Yang kerap Beliau teliti adalah mengenai drug discovery, dimana terus ditemukan senyawa bioaktif maupun senyawa antimikroba yang dapat dimanfaatkan sebagai obat. “Saya lihat perkembangan dunia kefarmasian di Indonesia bagus sekali. Namun, yang seringkali terlupakan adalah sumber daya alam di negara tropis seperti Indonesia banyak sekali namun kurang dimanfaatkan. Kalau kita sebagai negara yang sangat kaya akan senyawa organic namun masih mengimpor dari luar, tentu harus dikembangkan lagi”, jelas Beliau.

Lain halnya dengan I Ketut Adnyana, Ph. D., Apt., salah seorang asesor lainnya. Beliau merupakan Kaprodi S2/S3 Pascasarjana Sekolah Farmasi ITB, juga sebagai dosen dan peneliti. Beliau lahir di Bali, tepatnya pada tanggal 15 Mei 1968, yang merupakan bulan dan tahun yang sama dengan kelahiran Dian. Bapak dua anak ini menjalani studi S1 dan apotekernya di ITB, lalu menempuh S3 di Tooyama University Jepang. Semasa hidupnya, Beliau di Bali bersama kedua orang tuanya sampai ia menempuh jenjang kuliah di Bandung dan akhirnya memutuskan menetap. “Istri saya alumni Farmasi Unair, dan saya punya 3 orang anak. Yang pertama laki-laki, yang kedua dan tiga perempuan. Mereka masih 2 SMP, 4 SD dan 2 SD”, jelas Beliau sembari tersenyum. Bidang keahlian Beliau adalah Farmakologi Bahan Alam, dan selain melakukan penelitian, Beliau juga aktif menjadi anggota IAI, menjadi volunteer Syamsyi Dhuha Foundation, yakni sebuah badan yang memiliki concern terhadap penyakit lupus, memberikan penyuluhan di Bapelnas Bandung, serta aktif melakukan penelitian di POM mengenai pengkajian obat-obatan.

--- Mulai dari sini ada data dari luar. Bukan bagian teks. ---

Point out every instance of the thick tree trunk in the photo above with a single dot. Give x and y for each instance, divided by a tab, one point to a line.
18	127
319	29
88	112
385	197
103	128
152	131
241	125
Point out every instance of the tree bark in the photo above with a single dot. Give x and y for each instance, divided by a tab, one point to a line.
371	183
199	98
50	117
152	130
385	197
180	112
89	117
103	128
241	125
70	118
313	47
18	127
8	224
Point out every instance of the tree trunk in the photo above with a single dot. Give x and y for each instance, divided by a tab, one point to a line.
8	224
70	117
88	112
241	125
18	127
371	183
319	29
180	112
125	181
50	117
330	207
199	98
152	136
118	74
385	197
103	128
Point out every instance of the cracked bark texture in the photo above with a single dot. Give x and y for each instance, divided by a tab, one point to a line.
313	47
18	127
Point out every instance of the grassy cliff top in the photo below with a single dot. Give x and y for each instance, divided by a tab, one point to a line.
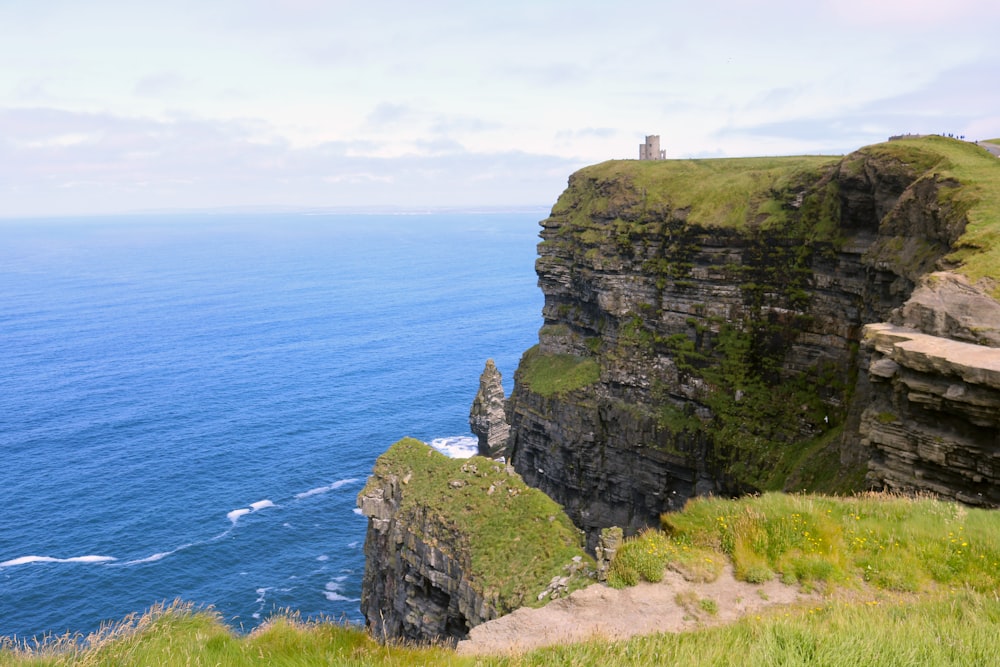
518	538
917	583
738	193
718	192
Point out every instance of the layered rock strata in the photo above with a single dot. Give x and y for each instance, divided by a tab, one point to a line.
453	543
486	417
726	347
934	423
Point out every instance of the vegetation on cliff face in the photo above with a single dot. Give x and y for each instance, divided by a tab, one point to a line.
885	542
730	192
556	374
724	298
906	582
515	539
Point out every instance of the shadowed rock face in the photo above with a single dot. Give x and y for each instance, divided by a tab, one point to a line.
486	418
731	359
934	418
416	584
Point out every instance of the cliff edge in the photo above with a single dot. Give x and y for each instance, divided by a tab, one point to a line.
704	330
452	543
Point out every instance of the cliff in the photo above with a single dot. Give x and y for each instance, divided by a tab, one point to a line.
704	331
486	416
452	543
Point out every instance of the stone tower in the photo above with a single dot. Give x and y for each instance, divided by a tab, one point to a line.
651	149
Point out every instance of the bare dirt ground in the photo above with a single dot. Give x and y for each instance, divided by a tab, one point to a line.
600	612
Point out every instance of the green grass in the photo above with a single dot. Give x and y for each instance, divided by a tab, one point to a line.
889	542
914	582
514	538
556	374
718	192
958	629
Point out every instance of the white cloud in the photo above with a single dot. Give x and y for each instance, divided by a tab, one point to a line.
241	101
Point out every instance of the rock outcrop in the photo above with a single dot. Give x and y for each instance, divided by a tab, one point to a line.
706	321
452	543
486	418
934	422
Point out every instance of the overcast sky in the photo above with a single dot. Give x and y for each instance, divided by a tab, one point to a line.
122	105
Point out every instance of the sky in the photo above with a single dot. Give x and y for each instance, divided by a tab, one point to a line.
112	106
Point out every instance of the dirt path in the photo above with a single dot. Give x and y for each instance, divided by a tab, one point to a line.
601	612
993	148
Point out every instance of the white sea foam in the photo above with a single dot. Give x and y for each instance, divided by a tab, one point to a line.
456	446
27	560
236	514
325	489
153	558
254	507
333	594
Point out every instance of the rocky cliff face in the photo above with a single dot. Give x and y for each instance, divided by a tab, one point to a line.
711	340
486	417
453	543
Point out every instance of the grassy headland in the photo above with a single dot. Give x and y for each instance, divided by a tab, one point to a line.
516	538
906	581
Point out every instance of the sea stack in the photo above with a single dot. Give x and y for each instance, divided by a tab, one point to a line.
486	418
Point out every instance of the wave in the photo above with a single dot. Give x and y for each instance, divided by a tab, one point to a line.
325	489
235	515
456	446
333	593
26	560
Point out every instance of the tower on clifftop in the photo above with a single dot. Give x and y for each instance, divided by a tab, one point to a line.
651	149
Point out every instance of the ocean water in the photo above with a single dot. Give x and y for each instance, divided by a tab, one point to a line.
189	404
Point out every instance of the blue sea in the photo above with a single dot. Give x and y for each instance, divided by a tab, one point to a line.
190	404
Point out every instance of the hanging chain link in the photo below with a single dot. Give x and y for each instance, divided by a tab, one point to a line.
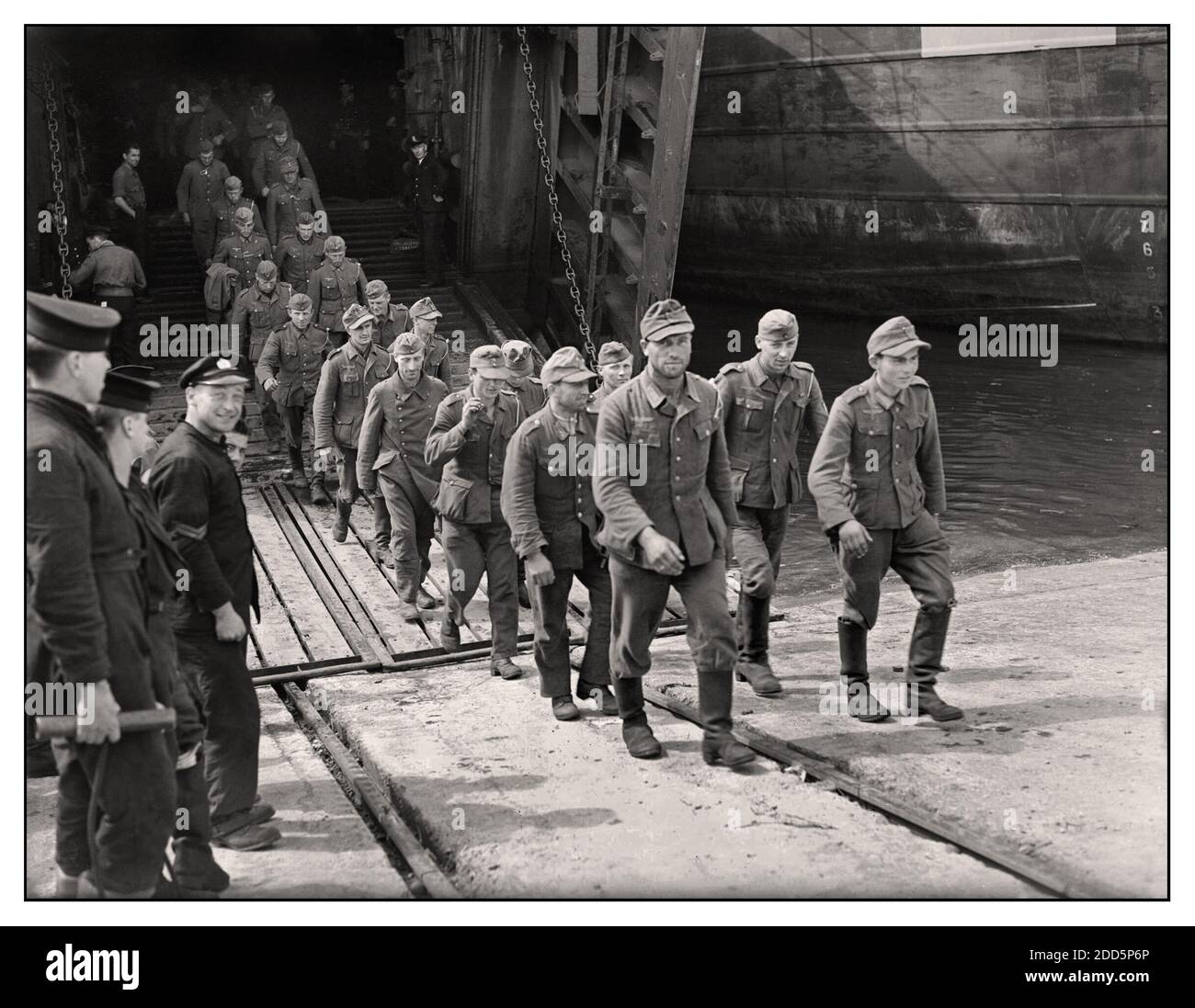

Berbicara soal karir dan perjalanan hidup, Drs. Wahyudi Uun Hidayat, M.Sc., Apt bisa dibilang senior diantara ketiga asesor. Beliau terlahir di Surabaya, 7 Januari 1953. Beliau menempuh pendidikan S1 dan apoteker di UI, serta S2 di ITB. Namun, ditengah perjalanannya tersebut, Beliau justru dipanggil Wamil oleh ABRI. Selama menjalani masa tugasnya, Beliau pun sempat mengunjungi berbagai wilayah di Indonesia. “Waktu itu saya bahkan pergi ke pulau-pulau dari Sabang sampai Merauke, bahkan yang terpencil sekalipun”, jelas Beliau ramah. Pensiun dari dunia militer di tahun 2011 tidak membuat Beliau nonaktif dalam berkarya. Di tahun 2014, tepatnya di bulan November, Beliau mulai menekuni kembali bidang pendidikannya yakni menjabat sebagai Kaprodi Ilmu Farmasi di Fakultas Farmasi UTA’45 Jakarta serta sebagai Ketua MEDAI DKI Jakarta periode 2014-2018. (liv)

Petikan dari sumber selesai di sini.